Thursday, September 06, 2007

life changes

My life has changed alot lately.

Actually scratch that.

My attitude to life has changed alot lately. It sort of started as a subconscious thing... a reaction to things changing around me. But as I realised it, I've made even more of a conscious effort to work with it. What has changed? You may well ask. Really, it's that I've decided that there are things in life that are much more important than my computer and my desk. There are things in life that are more important than my bank balance - namely, my time, my friends, my family and within all of these, my happiness.

So, I have dropped some students, I finish earlier at night, I am making a conscious effort to talk to and see my friends more regularly, I am spending less time on my computer and sometimes... well, sometimes I even turn it off. I am not logged onto skype and msn all the time, and I've started going out to dinner without my phone, because the people I'm with are more important than work calls that I can return later. I am, for the first time in my life, doing my uni work consistently rather than leaving it all for a last minute stress, I've started running again, because I now have enough energy to DO things when I get home after I finish teaching, and I've been reading books - real books with real pages.
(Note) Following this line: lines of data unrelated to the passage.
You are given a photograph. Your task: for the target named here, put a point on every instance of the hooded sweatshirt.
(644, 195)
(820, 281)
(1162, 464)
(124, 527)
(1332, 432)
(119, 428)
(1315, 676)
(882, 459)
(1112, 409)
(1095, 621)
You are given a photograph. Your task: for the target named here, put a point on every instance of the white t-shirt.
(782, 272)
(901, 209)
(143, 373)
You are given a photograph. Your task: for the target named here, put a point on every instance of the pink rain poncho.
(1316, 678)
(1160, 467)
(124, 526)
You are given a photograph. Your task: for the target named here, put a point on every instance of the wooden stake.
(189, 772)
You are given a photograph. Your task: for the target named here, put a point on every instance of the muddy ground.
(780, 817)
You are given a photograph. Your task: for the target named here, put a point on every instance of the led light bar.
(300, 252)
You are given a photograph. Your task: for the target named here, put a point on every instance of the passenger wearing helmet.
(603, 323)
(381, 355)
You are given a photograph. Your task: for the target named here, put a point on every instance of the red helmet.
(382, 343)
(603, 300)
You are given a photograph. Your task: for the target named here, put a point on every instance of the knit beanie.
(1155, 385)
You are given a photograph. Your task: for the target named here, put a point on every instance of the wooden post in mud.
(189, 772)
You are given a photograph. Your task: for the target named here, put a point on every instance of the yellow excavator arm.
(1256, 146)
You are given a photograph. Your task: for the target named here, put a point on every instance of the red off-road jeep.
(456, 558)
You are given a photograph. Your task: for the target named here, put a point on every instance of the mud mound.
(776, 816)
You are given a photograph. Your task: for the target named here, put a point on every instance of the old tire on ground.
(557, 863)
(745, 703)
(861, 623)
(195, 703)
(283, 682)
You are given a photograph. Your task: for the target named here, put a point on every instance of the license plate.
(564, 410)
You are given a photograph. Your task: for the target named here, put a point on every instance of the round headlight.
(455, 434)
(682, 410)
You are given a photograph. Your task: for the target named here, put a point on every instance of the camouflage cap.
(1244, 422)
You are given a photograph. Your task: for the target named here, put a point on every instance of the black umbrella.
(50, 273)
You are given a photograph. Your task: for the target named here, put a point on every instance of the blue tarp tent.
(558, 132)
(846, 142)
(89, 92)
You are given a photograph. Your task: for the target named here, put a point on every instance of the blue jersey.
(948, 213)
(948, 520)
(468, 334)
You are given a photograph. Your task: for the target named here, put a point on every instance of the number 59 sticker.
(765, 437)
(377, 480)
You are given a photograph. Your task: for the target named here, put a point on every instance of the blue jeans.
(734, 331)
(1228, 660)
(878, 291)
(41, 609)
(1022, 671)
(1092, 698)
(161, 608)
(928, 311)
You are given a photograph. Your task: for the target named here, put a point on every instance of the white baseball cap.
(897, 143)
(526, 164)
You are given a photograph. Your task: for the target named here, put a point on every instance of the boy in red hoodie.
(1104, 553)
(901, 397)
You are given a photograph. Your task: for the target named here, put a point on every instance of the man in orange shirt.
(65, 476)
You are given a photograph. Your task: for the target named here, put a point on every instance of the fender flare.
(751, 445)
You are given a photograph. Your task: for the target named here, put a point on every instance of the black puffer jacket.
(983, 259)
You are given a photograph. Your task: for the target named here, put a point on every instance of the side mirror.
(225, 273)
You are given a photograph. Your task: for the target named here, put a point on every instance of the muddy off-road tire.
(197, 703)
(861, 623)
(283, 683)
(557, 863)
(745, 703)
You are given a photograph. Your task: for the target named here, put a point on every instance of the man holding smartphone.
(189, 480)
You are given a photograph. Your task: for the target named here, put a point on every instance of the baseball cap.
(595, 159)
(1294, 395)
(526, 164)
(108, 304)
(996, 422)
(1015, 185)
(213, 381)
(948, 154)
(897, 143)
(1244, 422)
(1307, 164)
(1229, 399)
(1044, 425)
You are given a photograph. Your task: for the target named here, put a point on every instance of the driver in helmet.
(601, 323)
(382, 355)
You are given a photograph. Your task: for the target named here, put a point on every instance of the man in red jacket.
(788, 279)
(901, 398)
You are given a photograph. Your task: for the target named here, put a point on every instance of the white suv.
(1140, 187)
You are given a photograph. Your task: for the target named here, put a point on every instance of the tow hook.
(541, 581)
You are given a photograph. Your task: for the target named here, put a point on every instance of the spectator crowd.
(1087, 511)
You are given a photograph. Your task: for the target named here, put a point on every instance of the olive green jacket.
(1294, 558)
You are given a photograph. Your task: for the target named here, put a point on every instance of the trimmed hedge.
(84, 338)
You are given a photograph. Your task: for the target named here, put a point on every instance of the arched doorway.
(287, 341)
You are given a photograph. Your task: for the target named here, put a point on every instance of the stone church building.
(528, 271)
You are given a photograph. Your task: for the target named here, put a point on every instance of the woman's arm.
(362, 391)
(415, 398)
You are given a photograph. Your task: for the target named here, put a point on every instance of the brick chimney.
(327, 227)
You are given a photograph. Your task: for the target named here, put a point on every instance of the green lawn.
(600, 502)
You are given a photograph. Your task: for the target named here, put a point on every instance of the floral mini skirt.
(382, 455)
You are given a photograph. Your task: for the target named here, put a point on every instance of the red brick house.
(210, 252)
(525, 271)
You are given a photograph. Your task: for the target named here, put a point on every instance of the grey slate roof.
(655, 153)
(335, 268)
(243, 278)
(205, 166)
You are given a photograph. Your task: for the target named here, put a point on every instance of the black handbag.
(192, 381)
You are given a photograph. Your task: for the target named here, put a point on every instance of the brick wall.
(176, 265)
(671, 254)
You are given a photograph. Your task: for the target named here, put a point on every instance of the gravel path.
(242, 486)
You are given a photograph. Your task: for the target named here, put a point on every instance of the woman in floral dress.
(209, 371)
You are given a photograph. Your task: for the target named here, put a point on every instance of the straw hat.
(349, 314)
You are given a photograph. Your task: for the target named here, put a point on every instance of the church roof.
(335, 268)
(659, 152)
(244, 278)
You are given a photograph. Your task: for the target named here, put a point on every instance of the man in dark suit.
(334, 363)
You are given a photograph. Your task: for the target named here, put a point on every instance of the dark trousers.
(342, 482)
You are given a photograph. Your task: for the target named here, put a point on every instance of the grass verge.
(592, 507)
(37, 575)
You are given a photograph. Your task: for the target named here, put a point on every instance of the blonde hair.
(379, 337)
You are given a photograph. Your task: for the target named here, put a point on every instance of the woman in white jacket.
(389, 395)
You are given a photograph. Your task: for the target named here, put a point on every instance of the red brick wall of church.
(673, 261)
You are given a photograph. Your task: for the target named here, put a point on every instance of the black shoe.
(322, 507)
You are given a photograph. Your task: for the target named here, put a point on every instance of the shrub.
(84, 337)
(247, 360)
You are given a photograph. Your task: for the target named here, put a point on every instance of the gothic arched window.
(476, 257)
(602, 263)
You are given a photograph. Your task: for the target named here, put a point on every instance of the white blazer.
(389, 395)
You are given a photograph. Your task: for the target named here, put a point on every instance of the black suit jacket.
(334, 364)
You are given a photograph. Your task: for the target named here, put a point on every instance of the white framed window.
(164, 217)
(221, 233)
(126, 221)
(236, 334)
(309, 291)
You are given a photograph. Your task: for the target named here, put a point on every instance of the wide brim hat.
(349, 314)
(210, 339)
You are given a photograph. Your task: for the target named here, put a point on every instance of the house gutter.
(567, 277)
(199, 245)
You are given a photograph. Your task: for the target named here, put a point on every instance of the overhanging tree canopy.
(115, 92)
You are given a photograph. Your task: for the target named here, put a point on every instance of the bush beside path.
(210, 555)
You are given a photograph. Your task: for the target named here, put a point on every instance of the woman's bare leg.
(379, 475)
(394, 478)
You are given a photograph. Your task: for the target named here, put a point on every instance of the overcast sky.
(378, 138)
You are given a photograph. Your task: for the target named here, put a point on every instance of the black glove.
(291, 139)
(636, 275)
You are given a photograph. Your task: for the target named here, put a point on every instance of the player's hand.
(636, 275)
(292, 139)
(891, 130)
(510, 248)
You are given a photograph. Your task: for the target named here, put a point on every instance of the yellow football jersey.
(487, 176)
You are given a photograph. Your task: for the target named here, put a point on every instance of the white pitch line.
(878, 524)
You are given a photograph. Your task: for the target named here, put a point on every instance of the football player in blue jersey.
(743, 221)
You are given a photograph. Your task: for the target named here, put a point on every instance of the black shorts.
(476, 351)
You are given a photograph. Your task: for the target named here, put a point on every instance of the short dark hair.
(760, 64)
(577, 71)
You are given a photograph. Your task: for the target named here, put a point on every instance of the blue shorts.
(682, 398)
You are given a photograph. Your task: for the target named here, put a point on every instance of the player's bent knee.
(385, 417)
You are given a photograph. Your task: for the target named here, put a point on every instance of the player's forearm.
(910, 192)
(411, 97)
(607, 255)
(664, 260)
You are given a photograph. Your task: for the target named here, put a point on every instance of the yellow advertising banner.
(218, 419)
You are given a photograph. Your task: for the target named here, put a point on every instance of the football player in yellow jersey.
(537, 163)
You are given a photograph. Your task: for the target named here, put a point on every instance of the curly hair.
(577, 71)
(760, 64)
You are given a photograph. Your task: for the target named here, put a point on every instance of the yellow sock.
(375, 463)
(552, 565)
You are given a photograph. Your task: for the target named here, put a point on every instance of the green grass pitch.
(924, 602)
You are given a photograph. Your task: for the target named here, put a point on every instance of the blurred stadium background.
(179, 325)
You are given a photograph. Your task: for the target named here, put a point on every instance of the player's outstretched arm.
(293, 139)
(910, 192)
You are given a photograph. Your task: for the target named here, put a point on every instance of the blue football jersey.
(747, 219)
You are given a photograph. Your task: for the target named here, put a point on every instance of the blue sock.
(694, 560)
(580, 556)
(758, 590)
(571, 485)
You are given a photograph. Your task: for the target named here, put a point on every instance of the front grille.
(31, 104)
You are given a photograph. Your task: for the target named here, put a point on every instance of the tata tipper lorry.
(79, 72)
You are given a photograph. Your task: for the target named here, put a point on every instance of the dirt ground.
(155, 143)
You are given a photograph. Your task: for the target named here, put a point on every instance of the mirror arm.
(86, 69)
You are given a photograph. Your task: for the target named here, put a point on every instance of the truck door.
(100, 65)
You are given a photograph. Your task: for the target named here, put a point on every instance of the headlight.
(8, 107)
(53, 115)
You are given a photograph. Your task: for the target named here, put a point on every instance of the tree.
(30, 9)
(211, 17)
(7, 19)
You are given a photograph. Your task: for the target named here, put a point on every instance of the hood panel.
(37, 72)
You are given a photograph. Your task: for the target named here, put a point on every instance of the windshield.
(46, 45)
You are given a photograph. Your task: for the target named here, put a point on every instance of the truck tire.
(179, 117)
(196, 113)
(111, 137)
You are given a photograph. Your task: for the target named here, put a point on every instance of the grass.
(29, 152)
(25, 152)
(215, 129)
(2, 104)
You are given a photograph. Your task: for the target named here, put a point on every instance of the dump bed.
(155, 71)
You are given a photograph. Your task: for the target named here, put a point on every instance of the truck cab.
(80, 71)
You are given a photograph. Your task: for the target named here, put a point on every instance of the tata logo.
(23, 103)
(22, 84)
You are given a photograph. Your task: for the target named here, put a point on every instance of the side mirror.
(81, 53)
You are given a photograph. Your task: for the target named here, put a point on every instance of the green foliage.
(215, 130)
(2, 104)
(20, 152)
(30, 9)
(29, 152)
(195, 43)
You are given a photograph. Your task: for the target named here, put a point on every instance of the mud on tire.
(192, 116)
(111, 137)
One of my friends put it quite succinctly to me last night: "you've worked out that you're more driven by being happy than by money or a high-powered career." And I really think that's it. That's not to say that my work suffers, because I am just as dedicated to getting everything done, I've just realised that I don't have to be available to work 24 hours a day to make it happen. I've realised that I don't have to know what I want to do for the rest of my life, as long as I'm happy at the moment. I have a vivid imagination, and i've started to scheme all sorts of grand things. Some of them will happen, some of them might not, and i'm fine with that.

In short, I'm relaxed and I'm happy. I'm not stressed, and I don't dread the end of the weekend NEARLY so much. The week goes more quickly, and the weekend goes more slowly, and I feel like I have enough time to do the things I want to do, and I'm excited about it!